The Marketplace experience begins on the loading dock, where volunteers process generous donations received from the Lincoln community. A wide variety of items are sorted, cleaned, and priced behind the scenes – some set aside to be listed on eBay.
The goods, which range from commonplace to eclectic, are brought to the sales floor to be showcased: Limoges china, Hummel figurines, hand tools, and furniture. Let’s not forget the artwork, jewelry, a kid’s department, and a selection of women’s and men’s clothing. All proceeds from sales go toward FieldHaven’s work saving cats and kittens.
The highlight of the Marketplace is Champy’s Catfé, where customers enjoy the company of adoptable felines while sipping coffee, tea or hot chocolate – and surfing free WiFi of course! They can spend time with adoptable cats right there in the Catfé or take one or more home on a Purrjama Party for a trial period.
This year, the Marketplace was honored by Lincoln’s Best of the Best and received the award for the Best Thrift Store in Lincoln. Marketplace is not only a store. It’s a place where you can enjoy the companionship of cats while supporting a non-profit, community-based organization dedicated to saving as many lives as possible.
In its 9th year, Classics, Cats & Cabernet was hosted at FieldHaven on June 10. Beautiful classic cars and wooden boats were displayed and the horse barn was transformed into a decorator’s showcase. The event was emceed by radio personality Kitty O’Neal. Kanani Reynolds of KLM Auctions hosted the live auction, renowned for unusual, fun items such as a cattle ranch weekend, falconry experience, redneck party, and breakfast with the Folsom Zoo bears.

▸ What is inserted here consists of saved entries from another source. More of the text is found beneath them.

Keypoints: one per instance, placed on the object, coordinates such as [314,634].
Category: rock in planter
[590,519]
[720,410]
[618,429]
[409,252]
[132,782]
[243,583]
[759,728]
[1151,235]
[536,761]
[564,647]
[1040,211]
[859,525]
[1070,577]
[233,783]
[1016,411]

CC&C 2018, June 9 – SAVE THE DATE!
My name is Grandma Rhoda, and I wasn’t sure if I’d make it to the ripe-old-age of 13. A year ago, my previous owners surrendered me at a different shelter to be euthanized, but when the vets examined me, they didn’t find any serious problems. Now I’m at FieldHaven, where I have a better chance at adoption. For those of you who might be skittish about adopting a senior kittizen, you should know I’m pretty healthy for my age. I’m also playful, affectionate and mellow, and do well with children. Like many grandmas, I absolutely adore sitting on the patio, sunbathing by day and star-gazing at night. There are only a handful of months left before I turn 14, so please help me prove 13 is indeed my lucky number!
Who says 13 is an unlucky number? It feels pretty lucky to me.